This movement combines rare metrics and clear whale buying activity. Both point in the same direction, but weakening volume suggests the situation is not fully in favor of one side.
Has a New Bitcoin Bottom Signal Just Appeared?
The initial point is a Glassnode metric called Seller Exhaustion Constant. This metric multiplies the percentage of Bitcoin supply that is in profit by 30-day price volatility to mark low-risk bottoms, and was first developed by ARK Invest.
Its history gives this metric weight. It peaked at 0.082 on February 12, when BTC was trading near $66,248. The price then rose to around $82,186 on May 10, or about a 24% increase.
That signal marked the start of a price surge at that time.
Now, that signal has reappeared.
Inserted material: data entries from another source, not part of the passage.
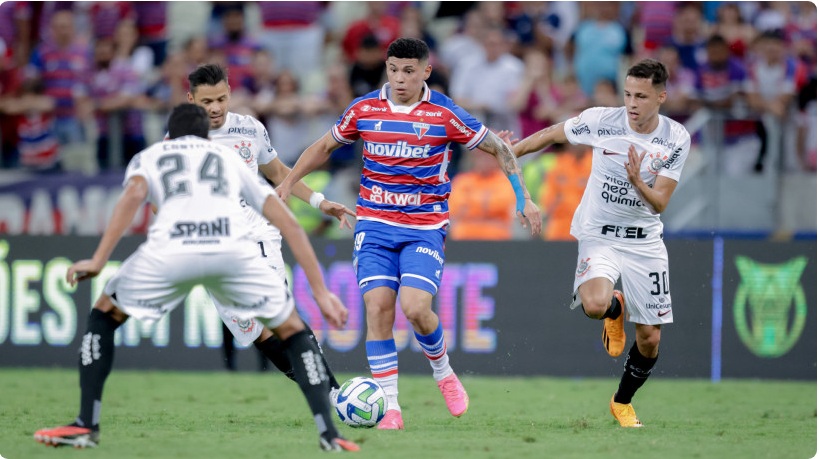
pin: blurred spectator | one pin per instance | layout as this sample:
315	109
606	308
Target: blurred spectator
732	27
806	126
529	23
127	47
169	91
655	21
235	46
367	69
774	76
800	32
465	43
537	99
679	88
605	94
152	23
688	34
259	87
31	113
64	65
15	31
598	45
104	17
480	201
413	25
771	16
383	27
293	35
116	90
286	118
334	99
484	85
494	14
564	185
721	78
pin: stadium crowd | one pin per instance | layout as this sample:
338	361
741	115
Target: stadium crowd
86	85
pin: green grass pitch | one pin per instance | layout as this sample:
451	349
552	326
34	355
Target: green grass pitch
206	415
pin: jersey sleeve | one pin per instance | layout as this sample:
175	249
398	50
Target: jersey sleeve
266	151
252	187
138	167
346	128
672	168
464	128
580	129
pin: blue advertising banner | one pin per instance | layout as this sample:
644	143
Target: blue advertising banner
503	306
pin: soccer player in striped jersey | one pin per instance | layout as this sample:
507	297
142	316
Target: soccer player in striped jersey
248	137
200	236
638	158
402	209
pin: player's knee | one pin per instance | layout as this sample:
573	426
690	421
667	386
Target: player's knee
648	344
105	305
595	305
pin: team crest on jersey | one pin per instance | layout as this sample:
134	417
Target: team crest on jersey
583	267
245	326
656	161
244	151
420	129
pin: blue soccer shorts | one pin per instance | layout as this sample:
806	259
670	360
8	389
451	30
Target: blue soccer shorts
391	256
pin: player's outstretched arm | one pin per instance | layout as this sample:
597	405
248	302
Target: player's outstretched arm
314	156
278	214
131	199
526	209
276	171
655	197
540	140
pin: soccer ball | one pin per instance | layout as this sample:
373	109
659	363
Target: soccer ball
361	402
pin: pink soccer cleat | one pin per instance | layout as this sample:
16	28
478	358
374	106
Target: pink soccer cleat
455	395
391	421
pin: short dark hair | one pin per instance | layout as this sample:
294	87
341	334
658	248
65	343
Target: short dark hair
207	74
651	69
188	119
408	48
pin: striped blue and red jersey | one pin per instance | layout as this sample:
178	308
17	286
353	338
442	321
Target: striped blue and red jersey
407	149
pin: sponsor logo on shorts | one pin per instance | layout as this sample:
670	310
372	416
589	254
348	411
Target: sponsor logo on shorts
461	128
433	253
583	267
257	305
379	195
625	232
219	227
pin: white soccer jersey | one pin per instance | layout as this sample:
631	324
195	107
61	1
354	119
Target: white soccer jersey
247	136
196	193
611	209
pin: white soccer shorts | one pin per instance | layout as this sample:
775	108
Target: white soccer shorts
644	272
246	331
149	285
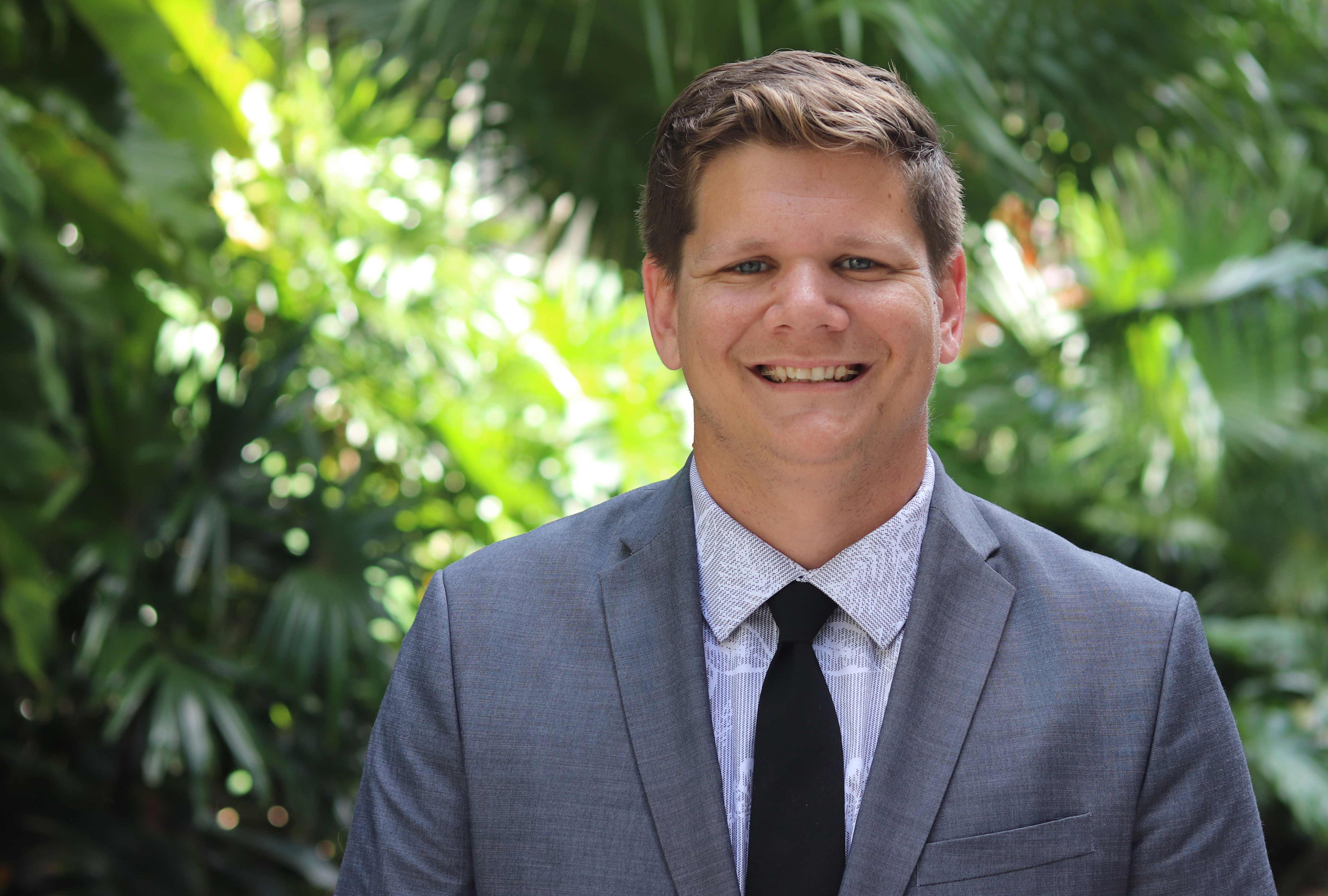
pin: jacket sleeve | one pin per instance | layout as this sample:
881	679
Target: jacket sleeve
1197	828
410	833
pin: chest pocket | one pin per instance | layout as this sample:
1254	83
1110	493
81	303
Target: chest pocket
994	854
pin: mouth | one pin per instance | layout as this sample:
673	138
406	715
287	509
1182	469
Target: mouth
830	373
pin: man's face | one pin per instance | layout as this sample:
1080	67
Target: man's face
804	316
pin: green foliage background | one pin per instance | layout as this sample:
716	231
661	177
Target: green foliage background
302	303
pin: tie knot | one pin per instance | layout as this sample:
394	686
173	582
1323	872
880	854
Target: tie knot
800	610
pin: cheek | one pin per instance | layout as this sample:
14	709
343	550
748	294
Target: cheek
903	318
712	322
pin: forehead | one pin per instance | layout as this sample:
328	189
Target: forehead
756	194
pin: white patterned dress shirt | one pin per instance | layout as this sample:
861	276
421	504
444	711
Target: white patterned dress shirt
872	585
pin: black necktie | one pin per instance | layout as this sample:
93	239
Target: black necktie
796	841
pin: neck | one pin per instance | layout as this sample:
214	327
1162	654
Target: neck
812	512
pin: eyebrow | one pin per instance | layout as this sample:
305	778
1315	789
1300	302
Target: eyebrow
756	243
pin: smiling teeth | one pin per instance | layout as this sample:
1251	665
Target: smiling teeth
780	373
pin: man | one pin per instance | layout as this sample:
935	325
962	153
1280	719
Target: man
809	663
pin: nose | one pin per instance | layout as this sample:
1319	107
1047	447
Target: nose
805	302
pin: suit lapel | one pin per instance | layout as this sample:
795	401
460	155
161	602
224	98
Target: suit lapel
955	623
653	610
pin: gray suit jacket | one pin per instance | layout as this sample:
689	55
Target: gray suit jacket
1055	725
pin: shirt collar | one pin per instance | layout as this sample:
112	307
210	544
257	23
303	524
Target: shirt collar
872	579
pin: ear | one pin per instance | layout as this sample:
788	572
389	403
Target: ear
951	298
662	311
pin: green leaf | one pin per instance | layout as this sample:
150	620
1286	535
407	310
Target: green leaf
30	610
181	99
82	182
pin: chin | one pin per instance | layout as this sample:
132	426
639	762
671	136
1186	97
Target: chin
812	444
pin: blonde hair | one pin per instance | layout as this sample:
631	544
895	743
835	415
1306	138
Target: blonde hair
797	99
On June 11, the metric touched 0.053, the second-highest reading in the past six months.
The re-emergence of this signal makes this setup significant, and the next layer shows who is moving when the signal is present.
Whale Entered Just as the Signal Appeared
Major holders acted immediately on this signal. One of the largest Bitcoin whale groups, holding between 100,000 and 1 million BTC, increased their holdings from about 693,600 BTC to 694,390 BTC on June 11, right when the signal appeared.
Smaller whales also joined in. The group holding between 1,000 and 10,000 BTC increased their positions from around 4.24 million to 4.25 million BTC starting June 13. These two groups together added about 11,000 BTC, worth roughly $700 million at current prices.
The key point is timing. Whales accumulated just as the historically preceding signal for a rally appeared, aligning the metric and the largest holders. The price chart will show whether this structure is confirmed.
Bitcoin Price Levels to Watch as the Rally Faces Resistance
BTC bounced from a low of $59,100 and broke through $64,694 on June 11, which triggered the signal. Currently, the price is around $65,800 and testing resistance above that level.
The bullish scenario gains strength with this setup. If it successfully breaks the 20-day exponential moving average at $66,610, which smooths recent price action, the next target is $68,155, the 0.382 Fibonacci level measuring the correction from the previous swing.
If it breaks through, the next target is $70,953. If US-Iran agreements continue to support risk-on sentiment and retail investors join in alongside whales, then movement toward $73,750 followed by the 200-day EMA at $78,668 could follow, with an extended target at $82,805, similar to previous rally patterns. This implies an upside potential of about 8% or more if momentum strengthens. However, currently, retail buying volume remains low, possibly because they are waiting for additional confirmation.
On the bearish side, participation is key. Buying volume has weakened since June 11 despite the price rising, indicating whales are increasing holdings but retail investors have not yet joined in.
Without additional demand, BTC could be held at $66,610 and fall back toward the recently reclaimed $64,694 level. A daily close above $66,610 would confirm strength, while rejection at that level would limit the rally.